Students in political process
“When students have the opportunity to be involved in a political process, learning is heightened. However, I would like to caution those in the authority to make wise decisions whether the outcome of a rally will be constructive or destructive. Decisions must be weighed carefully. Rallies should be carefully guided and organized and should be peacefully executed,” reminded Canlas.
NHUSD Director of Assessment and Evaluation Tracie Noriega insisted that school must be a place where families can expect that their children are safe.
“I don’t believe teachers should be armed, or that we have an armed guard. Schools are targeted because something happened at school. Usually, it’s been that a kid was bullied, or that attackers know kids are vulnerable, schools are vulnerable and there can be a lot of damage done. How do these folks get access to these types of weapons? That’s where gun control comes into place,” Noriega contends.
“How did we (school staff, parents, doctors, community) miss the signs that this person was needing mental health support? If we knew, why was it dismissed? Kids can be mean. I do think we can do more to teach kids about what connects us,” Noriega added.
Noriega also thinks that the voice of the youth be heard and should not be discounted as they are the future that should be supported, guided and listened to.
‘Real gun control needed’
Daly City-based Jefferson Union High School District (JUHSD) board trustee and Jefferson High School graduate Rosie U. Tejada, who was also past board president for two years, believes there should be “real gun control measures.”
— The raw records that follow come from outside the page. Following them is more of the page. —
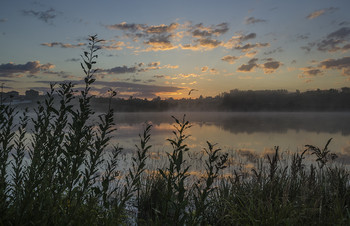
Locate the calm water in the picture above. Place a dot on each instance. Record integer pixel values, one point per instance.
(253, 132)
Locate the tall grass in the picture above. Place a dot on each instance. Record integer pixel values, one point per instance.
(64, 171)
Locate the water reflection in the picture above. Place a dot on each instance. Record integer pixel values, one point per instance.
(253, 132)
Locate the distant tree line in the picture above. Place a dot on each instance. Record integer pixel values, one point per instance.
(238, 100)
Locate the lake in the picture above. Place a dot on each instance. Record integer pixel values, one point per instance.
(256, 133)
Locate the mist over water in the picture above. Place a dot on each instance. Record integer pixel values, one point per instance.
(254, 132)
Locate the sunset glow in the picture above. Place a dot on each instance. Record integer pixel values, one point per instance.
(164, 48)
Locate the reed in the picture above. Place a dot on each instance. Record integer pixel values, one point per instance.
(64, 171)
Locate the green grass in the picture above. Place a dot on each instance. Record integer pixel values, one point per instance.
(64, 171)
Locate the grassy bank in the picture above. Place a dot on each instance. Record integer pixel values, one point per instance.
(65, 172)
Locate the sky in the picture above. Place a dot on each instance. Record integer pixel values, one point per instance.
(167, 48)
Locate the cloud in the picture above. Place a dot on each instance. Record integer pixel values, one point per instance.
(141, 90)
(253, 20)
(201, 31)
(167, 37)
(159, 76)
(159, 43)
(249, 67)
(62, 45)
(277, 50)
(337, 64)
(32, 67)
(121, 70)
(140, 67)
(238, 39)
(193, 75)
(73, 60)
(127, 27)
(332, 43)
(45, 16)
(249, 47)
(202, 44)
(230, 59)
(318, 13)
(113, 45)
(271, 66)
(309, 72)
(204, 69)
(159, 29)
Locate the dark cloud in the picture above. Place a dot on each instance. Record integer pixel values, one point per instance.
(249, 46)
(139, 90)
(277, 50)
(121, 70)
(73, 60)
(201, 31)
(161, 28)
(249, 66)
(230, 59)
(253, 20)
(159, 42)
(46, 16)
(32, 67)
(210, 43)
(271, 66)
(143, 28)
(344, 23)
(247, 37)
(333, 42)
(340, 64)
(341, 33)
(302, 37)
(318, 13)
(150, 81)
(140, 67)
(309, 72)
(62, 45)
(158, 76)
(127, 27)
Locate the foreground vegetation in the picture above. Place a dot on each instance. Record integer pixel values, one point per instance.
(63, 171)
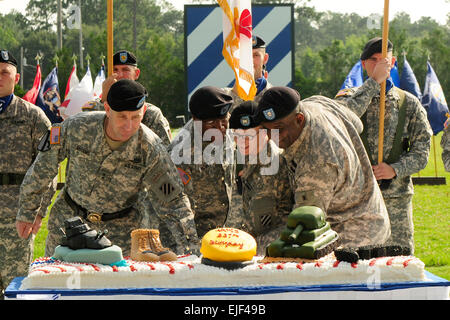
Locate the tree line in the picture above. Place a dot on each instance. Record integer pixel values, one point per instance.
(327, 45)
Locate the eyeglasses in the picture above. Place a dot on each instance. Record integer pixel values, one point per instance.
(216, 123)
(245, 136)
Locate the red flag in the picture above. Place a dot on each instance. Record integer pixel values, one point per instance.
(33, 93)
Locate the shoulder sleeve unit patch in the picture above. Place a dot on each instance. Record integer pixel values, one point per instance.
(344, 92)
(185, 178)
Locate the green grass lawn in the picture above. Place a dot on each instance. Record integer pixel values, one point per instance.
(431, 219)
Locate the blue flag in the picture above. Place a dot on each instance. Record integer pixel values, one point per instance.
(394, 75)
(408, 81)
(434, 101)
(48, 98)
(354, 78)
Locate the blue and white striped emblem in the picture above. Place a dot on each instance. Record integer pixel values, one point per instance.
(205, 64)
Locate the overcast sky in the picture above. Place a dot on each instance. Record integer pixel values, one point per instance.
(436, 9)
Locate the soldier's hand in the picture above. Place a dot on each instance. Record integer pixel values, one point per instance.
(383, 171)
(107, 84)
(382, 70)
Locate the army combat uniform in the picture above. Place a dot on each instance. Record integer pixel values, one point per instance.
(208, 185)
(22, 125)
(445, 144)
(153, 118)
(329, 168)
(414, 137)
(102, 181)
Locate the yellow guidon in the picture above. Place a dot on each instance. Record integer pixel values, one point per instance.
(228, 244)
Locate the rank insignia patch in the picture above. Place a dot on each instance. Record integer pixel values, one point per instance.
(185, 178)
(269, 114)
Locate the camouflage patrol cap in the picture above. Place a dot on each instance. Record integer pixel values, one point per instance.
(7, 57)
(276, 103)
(124, 57)
(244, 116)
(126, 95)
(374, 46)
(210, 103)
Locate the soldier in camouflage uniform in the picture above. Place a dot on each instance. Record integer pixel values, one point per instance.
(445, 144)
(260, 59)
(407, 135)
(328, 165)
(111, 158)
(125, 67)
(205, 164)
(22, 124)
(266, 192)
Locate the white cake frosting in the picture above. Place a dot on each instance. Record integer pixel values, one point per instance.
(189, 272)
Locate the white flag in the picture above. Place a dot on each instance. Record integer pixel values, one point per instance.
(78, 96)
(72, 82)
(237, 44)
(98, 82)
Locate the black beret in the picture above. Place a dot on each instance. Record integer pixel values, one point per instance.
(210, 103)
(126, 95)
(277, 102)
(7, 57)
(124, 57)
(244, 116)
(257, 42)
(374, 46)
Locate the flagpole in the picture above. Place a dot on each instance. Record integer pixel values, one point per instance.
(383, 84)
(110, 36)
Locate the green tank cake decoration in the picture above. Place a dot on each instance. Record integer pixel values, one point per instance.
(307, 235)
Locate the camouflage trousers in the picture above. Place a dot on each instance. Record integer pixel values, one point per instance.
(119, 230)
(401, 216)
(16, 253)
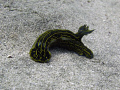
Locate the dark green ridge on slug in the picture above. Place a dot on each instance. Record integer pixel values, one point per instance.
(61, 38)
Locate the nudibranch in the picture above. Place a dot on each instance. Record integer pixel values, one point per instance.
(60, 38)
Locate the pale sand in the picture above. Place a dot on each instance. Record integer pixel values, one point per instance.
(22, 21)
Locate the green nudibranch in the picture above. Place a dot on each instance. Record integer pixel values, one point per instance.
(60, 38)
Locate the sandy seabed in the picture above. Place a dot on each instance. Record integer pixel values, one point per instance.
(22, 21)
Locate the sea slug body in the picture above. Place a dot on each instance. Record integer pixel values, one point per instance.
(61, 38)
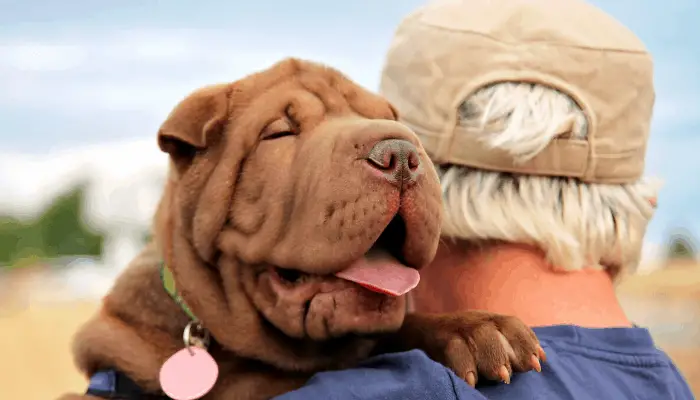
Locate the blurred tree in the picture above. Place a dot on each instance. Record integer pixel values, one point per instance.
(59, 231)
(681, 246)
“I am against arming teachers in the classroom. You don’t prevent mass shootings by bringing more guns into school. So many things can go wrong with firearms on campus. What does this tell our youth? That the threat of violence is always there? How can you learn in that environment? What about the students who have already been exposed to violence? School is supposed to be a safe place, and for some students, that is the only safe place for them,” Tejada stressed, adding that Parkland students and shooting survivors speak louder than any gun control lobby.
Tejada revealed that her school district routinely practices “Big Five” drills in preparation for any emergency but especially fire, earthquake, and active shooters. The “Big Five” refers to the school emergency response protocols instituted by the San Mateo County Office of Education and endorsed by all San Mateo County Police Chiefs and Sheriff Commanders.
Strong ties with first responders
“Our relationship with first responders is strong. Schools have been practicing safety drills, and we have another active shooter drill set for this month. We are also coordinating drills with all schools and the district office, as well as drills with local first responders. It is a sad reality that we must be proactive and ready, and that we must think of the unthinkable,” disclosed Tejada.
Bucking the trend is Fremont special education teacher Jackie Metica-Crawford, who is all for training and arming teachers and supports the Second Amendment.
“I uphold the Second Amendment. You know what is also missing in the public school, God. Years ago they took away prayers in school! Students do not value respect anymore. All they know are their rights. Well every right has certain responsibilities,” Metica-Crawford argued.